All the documentation for HDFS says that it's for large streaming
jobs, but I couldn't find an explicit answer to this, so I'll try
asking here.  How is HDFS's random seek performance within an
FSDataInputStream?  I use lucene with a lot of indices (potentially
thousands), so I was thinking of putting them into HDFS and
reimplementing my search as a Hadoop map-reduce.  I've noticed that
lucene tends to do a bit of random seeking when searching though; I
don't believe that it guarantees that all seeks be to increasing file
positions either.

Would HDFS be a bad fit for an access pattern that involves seeks to
random positions within a stream?

Also, is getFileStatus the typical way of getting the length of a file
in HDFS, or is there some method on FSDataInputStream that I'm not
seeing?

Please cc: me on any reply; I'm not on the hadoop list.  Thanks!

Re: HDFS Random Access

Posted by Raghu Angadi <ra...@yahoo-inc.com>.

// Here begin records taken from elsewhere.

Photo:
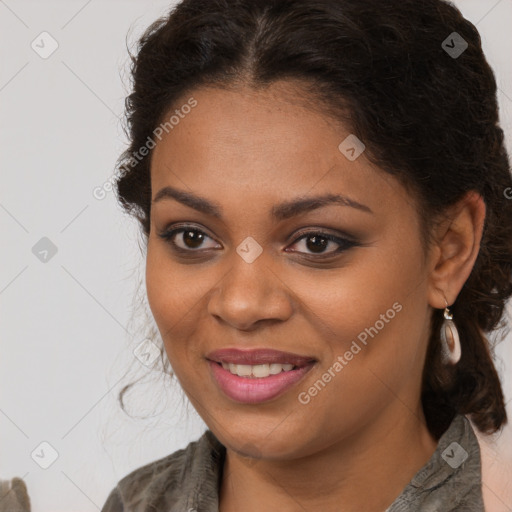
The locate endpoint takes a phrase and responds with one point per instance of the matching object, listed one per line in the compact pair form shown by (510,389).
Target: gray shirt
(188,480)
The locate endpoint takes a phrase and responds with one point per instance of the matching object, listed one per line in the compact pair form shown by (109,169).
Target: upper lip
(258,356)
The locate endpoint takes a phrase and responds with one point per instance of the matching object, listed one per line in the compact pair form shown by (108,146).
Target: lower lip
(249,390)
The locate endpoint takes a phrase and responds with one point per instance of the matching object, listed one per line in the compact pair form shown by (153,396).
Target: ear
(456,249)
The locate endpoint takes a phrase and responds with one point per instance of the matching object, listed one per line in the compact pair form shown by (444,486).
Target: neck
(366,471)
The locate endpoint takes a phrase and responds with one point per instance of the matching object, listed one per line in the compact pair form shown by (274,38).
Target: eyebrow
(279,212)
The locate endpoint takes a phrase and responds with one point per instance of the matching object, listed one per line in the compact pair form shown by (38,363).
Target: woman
(322,187)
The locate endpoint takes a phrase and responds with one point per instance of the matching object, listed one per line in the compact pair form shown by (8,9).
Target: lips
(258,356)
(251,389)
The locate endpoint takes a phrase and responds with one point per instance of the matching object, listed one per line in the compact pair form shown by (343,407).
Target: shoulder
(170,480)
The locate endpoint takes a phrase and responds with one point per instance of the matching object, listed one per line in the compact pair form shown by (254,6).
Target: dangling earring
(450,339)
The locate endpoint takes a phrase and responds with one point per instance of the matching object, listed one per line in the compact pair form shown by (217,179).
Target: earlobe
(458,245)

Yes, FSDataInputStream allows random access. There are way to read x 
bytes at a position p:
1) in.seek(p); read(buf, 0, x);
2) in.(p, buf, 0, x);
These two have slightly different semantics. The second one is preferred 
and is easier for HDFS to optimize further.

Random access should be pretty good with HDFS and it is increasingly 
getting more users and thus more importance. HBase is one of the users.

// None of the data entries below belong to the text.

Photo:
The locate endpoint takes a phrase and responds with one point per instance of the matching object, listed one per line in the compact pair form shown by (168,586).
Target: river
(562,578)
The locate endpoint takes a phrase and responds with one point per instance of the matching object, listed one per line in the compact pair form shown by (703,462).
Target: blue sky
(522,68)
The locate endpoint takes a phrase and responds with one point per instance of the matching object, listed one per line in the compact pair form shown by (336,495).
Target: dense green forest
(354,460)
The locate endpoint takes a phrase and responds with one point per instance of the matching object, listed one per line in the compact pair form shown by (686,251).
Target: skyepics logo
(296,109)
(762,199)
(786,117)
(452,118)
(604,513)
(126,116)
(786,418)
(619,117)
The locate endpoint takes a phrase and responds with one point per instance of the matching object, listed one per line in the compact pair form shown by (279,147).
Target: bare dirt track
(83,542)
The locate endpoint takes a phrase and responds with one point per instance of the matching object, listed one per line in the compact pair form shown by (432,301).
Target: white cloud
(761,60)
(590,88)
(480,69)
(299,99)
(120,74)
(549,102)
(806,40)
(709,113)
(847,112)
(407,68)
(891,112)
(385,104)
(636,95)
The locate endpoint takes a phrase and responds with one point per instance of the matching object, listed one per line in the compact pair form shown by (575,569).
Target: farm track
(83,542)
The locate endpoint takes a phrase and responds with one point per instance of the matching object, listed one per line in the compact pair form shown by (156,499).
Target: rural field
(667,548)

Just yesterday I attached a benchmark and comparissions to random access 
on native filesystem to https://issues.apache.org/jira/browse/HDFS-236 .

As of now, the overhead on average is about 2 ms over 9-10ms it takes 
for native read. There are a few fairly simple fixes possible to reduce 
this gap.

I think getFileStatus() is the way to find the length, though there 
might have been a call added to FSDataInputStream recently. I am not sure.

Raghu.
tsuraan wrote:
> All the documentation for HDFS says that it's for large streaming
> jobs, but I couldn't find an explicit answer to this, so I'll try
> asking here.  How is HDFS's random seek performance within an
> FSDataInputStream?  I use lucene with a lot of indices (potentially
> thousands), so I was thinking of putting them into HDFS and
> reimplementing my search as a Hadoop map-reduce.  I've noticed that
> lucene tends to do a bit of random seeking when searching though; I
> don't believe that it guarantees that all seeks be to increasing file
> positions either.
> 
> Would HDFS be a bad fit for an access pattern that involves seeks to
> random positions within a stream?
> 
> Also, is getFileStatus the typical way of getting the length of a file
> in HDFS, or is there some method on FSDataInputStream that I'm not
> seeing?
> 
> Please cc: me on any reply; I'm not on the hadoop list.  Thanks!